Baca berita dengan sedikit iklan, klik di sini

Hukum

Lenyapnya Hak Memberi Tanda Bintang

Mahkamah Konstitusi memangkas kewenangan DPR dalam mengurus hal-hal teknis keuangan negara. Hak Dewan yang selama ini jadi sumber korupsi.

2 Juni 2014 | 00.00 WIB

Image of Tempo
Perbesar

Baca berita dengan sedikit iklan, klik di sini

Kewenangan yang disebut-sebut sebagai biang korupsi itu akhirnya dipangkas.

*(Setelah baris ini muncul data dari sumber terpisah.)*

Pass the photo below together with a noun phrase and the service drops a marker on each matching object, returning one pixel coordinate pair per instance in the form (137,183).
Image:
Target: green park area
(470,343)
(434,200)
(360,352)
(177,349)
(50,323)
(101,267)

Kamis dua pekan lalu, dengan suara bulat, Mahkamah Konstitusi mengetuk palu: menyatakan kewenangan Dewan Perwakilan Rakyat yang berkaitan dengan "menahan" dan mengatur teknis penggunaan anggaran dihapuskan.

Putusan itu disambut sejumlah aktivis antikorupsi dengan sukaria. "Praktek korupsi terjadi karena Dewan memiliki kewenangan dalam keuangan negara yang berlebihan," kata Erwin Natosmal Oemar, juru bicara Tim Penyelamatan Keuangan Negara-koalisi sejumlah lembaga swadaya masyarakat antikorupsi-Kamis pekan lalu.

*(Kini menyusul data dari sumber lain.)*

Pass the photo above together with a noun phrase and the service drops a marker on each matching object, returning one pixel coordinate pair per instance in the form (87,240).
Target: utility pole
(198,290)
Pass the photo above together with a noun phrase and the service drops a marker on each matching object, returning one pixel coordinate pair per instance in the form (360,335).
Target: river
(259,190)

Korupsi yang terjadi di Dewan itu memang sudah mengantarkan sejumlah pelakunya ke bui. Pusat Pelaporan dan Analisis Transaksi Keuangan pada 2012 bahkan pernah melansir adanya sekitar 2.000 rekening mencurigakan yang di antaranya milik para anggota Badan Anggaran.

Mahkamah Konstitusi dua pekan lalu itu mengabulkan dua dari empat permohonan uji materi Undang-Undang Nomor 17 Tahun 2003 tentang Keuangan Negara dan UU Nomor 27 Tahun 2009 tentang MPR, DPR, DPD, dan DPR. Dua undang-undang itu memberikan kewenangan kepada DPR membahas anggaran hingga "satuan tiga"-tahap yang demikian teknis dan cukup mendetail sehingga diduga sebagai lahan subur memunculkan korupsi. Menurut Erwin, karena kewenangan DPR menentukan anggaran hingga satuan tiga, seperti unit organisasi, program, dan jenis belanja, peluang korupsi menganga lebar di badan ini.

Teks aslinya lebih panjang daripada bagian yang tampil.